Ale jeszcze gdy Scott wracał z bieguna, w Cape Evans, położonej na wybrzeżu głównej bazie ekipy, oczekiwał na jego powrót jego zastępca, porucznik Edward Atkinson. Do tej bazy na początku lutego 1912 roku przypłynął okręt Terra Nova, przywożąc m.in. tybetańskie muły, zwierzęta dobrze przyzwyczajone do himalajskich zim i lodów, a więc mogące dobrze sprawdzić się i na Antarktydzie. Gdy czas płynął, a kolejne ekipy wychodząc na spotkanie Scotta wracały same, robiło się jasne, że stało sie coś złego. 29 października Atkinson poprowadził wyprawę poszukiwawczą, w której wykorzystał psy i wspomniane muły. 12 listopada natknął się na namiot Scotta z ciałami jego i jego dwóch towarzyszy: Wilsona i Bowersa. Z dzienników Scotta dowiedział się o wcześniejszej śmierci innego z polarników, Oatesa, więc odszukał i jego ciało. Do bazy wrócił 25 listopada. Ten fragment historii pokazuje, że po pierwsze możliwe było utrzymanie w dobrej kondycji stadka (wg różnych źródeł: 7 lub 9 sztuk, dar rządu Indii) mułów w bardzo niesprzyjających warunkach przez 10 miesięcy. Pokazuje też, że nie było problemem użycie ich w trwającej miesiąc wyprawie poszukiwawczej. Muły podczas poszukiwań przeszły 400 mil i po znalezieniu ciał podróżników powróciły do bazy w doskonałej kondycji. Co się zatem zmieniło ? Otóż muły były pod stałą opieką weterynarza wchodzącego w skład ekipy, a na wyprawę poszukiwawczą zostały wyposażone w końską wersję "butów" w typie "rakiet śnieżnych" na nogi oraz w klapki na oczy. No i generalnie były silniejsze od kucy, a żyjąc w Himalajach były też "od zawsze" lepiej wytrenowane.

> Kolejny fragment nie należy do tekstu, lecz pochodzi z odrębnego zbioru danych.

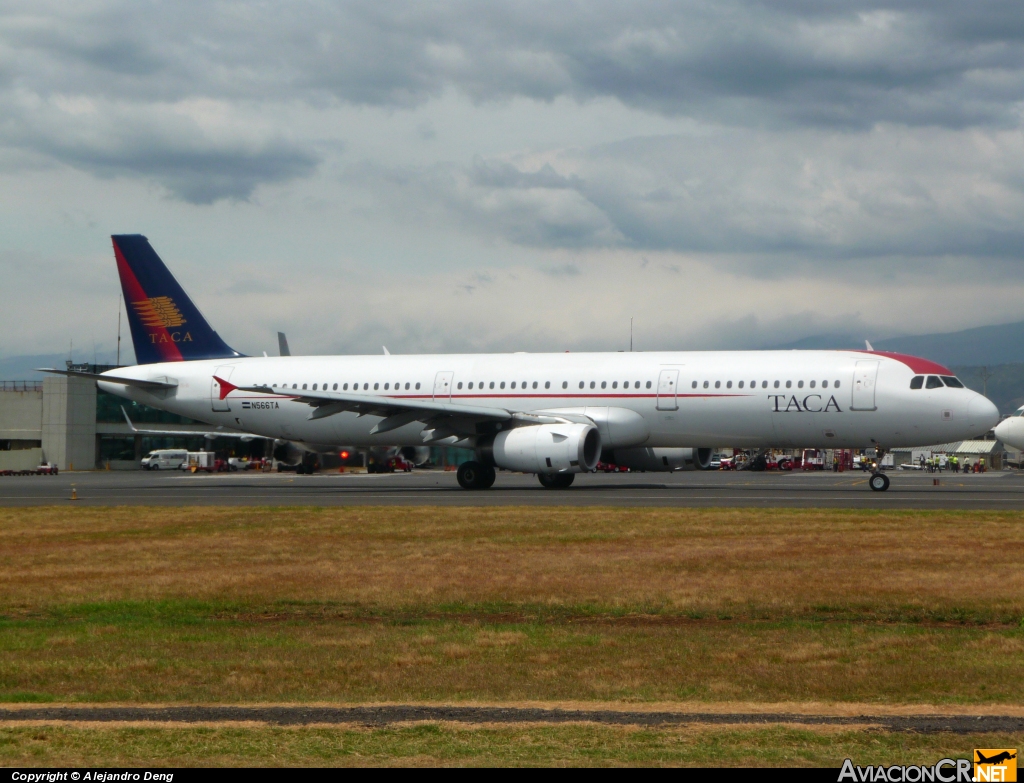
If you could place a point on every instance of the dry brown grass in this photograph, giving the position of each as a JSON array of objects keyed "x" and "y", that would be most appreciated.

Niestety muły przed opuszczeniem Antarktydy zostały zabite, stając się pożywieniem ludzi i psów...



O tych dwóch wyprawach zapewne większość z Was coś słyszała, mało kto jednak (włącznie ze mną do tej pory) zapewne słyszał o wyprawie Wilhelma Filchnera niemieckiego kawalerzysty cesarza Wilhelma II. Była to trzecia wyprawa na Antarktydę, która odbyła się w tym samym czasie, co próby Amundsena i Scotta. Filchner wcześniej już brał udział (konno) w różnych wyprawach w Azji, m.in. w latach 1903–1905 dowodził własną ekspedycją do Tybetu, po powrocie z której otrzymał zadanie stworzenia niemieckiej misji antarktycznej. Ponieważ wcześniej nigdy nie brał udziału w wyprawie polarnej, odbył trening na Spitsbergenie. Konsultował się także z Shackletonem. To samo zresztą zrobił i Scott i to właśnie idąc za radą Shackletona obaj panowie zabrali mandżurskie kuce. I choć obaj panowie reprezentowali różne kraje, zaprzyjaźnili się. A chociaż startowali z dwóch przeciwnych stron Antarktydy, mieli w planach połączyć swoje wyprawy w ich trakcie. Jak to ujął Scott, żegnając się z Filchnerem: "See you at the Pole !" Filchner 4 maja 1911 roku wyruszył na statku Deutschland w stronę Antarktydy, odkrywając m.in. Lodowiec Szelfowy Wilhelma II, dziś: Filchnera. Podczas rejsu w kierunku Antarktydy statek Filchnera w lutym 1912 roku utknął w lodzie i nie mógł kontynuować misji. Doszło też do zniszczenia części ekwipunku, gdy ogromny kawał lodowca oberwał się i runął do morza, tworząc wielką, niszczycielską falę.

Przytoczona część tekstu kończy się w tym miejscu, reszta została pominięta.